Oral Answers to Questions — Employment – in the House of Commons am 12:00 am ar 9 Gorffennaf 1991.
To ask the Secretary of State for Employment if he will make a statement about training opportunities for (a) those with special needs and (b) women returnees.
Mr. Jackson:
Training and enterprise councils are required to set out in their business plans how they intend to offer suitable training to people with special needs and those returning to the labour market. Those plans form the basis of their contract with my Department and a substantial proportion of the £1·7 billion spent through TECs on employment training and youth training go to people with special needs and to women returners.
In addition, we have the £35 million of resources for ET targeted at those with special needs which was announced by my right hon. and learned Friend the other day.
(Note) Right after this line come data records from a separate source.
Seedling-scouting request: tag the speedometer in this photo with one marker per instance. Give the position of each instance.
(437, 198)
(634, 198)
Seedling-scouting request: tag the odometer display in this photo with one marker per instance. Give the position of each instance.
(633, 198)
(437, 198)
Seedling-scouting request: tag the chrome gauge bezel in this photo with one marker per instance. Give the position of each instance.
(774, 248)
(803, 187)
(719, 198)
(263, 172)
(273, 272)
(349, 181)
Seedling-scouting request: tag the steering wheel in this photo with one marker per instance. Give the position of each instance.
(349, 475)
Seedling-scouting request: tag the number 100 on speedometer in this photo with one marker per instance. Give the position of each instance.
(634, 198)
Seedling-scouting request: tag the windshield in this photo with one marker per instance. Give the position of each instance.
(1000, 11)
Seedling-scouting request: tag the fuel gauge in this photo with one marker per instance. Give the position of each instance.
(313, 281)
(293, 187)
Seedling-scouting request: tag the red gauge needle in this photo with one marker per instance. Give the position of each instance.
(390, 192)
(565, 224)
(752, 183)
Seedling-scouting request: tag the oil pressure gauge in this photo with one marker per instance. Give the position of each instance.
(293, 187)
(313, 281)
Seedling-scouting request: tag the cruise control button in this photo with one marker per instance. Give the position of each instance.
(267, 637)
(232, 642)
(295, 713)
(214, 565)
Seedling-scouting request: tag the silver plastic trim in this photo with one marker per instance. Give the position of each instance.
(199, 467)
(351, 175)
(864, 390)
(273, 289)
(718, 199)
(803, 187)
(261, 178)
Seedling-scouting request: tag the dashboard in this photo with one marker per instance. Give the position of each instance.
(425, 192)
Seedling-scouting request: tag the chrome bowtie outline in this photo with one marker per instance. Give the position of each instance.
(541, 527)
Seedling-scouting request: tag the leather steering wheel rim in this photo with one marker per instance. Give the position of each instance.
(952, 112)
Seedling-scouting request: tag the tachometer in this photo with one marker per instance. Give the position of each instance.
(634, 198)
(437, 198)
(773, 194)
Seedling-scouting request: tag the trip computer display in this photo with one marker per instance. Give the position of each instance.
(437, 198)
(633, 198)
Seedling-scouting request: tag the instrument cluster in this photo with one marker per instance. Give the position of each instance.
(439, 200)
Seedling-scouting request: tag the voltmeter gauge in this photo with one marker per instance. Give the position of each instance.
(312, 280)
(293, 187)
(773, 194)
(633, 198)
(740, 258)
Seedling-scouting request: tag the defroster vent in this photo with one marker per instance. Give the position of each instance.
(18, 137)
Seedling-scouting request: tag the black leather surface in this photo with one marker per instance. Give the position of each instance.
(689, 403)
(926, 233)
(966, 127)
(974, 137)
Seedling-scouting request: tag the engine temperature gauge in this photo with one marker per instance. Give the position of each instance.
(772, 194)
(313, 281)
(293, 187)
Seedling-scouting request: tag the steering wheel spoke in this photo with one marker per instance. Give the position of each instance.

Does the Minister accept that the gap between what the Government say in the House about training and what is happening throughout the country is incredible? In west Wales, for example, the number of training weeks has been cut by 43,000, or 21 per cent., including 38 places for special needs trainees. The number of courses for part-time training has been chopped all over Neath, depriving particularly women returnees of much-needed opportunities. Those women cannot take up full-time courses because of child care responsibilities. Is not it time the Government admitted that their training programme is an absolute disgrace and a shambles?
Mr. Jackson:
We need no lectures from the Labour party. We are spending two and a half times as much in real terms on training, vocational education and enterprise as was spent when the Labour party was last in office. Every time Labour Members make a statement about these matters, their expenditure commitments are qualified by references to "resources allowing".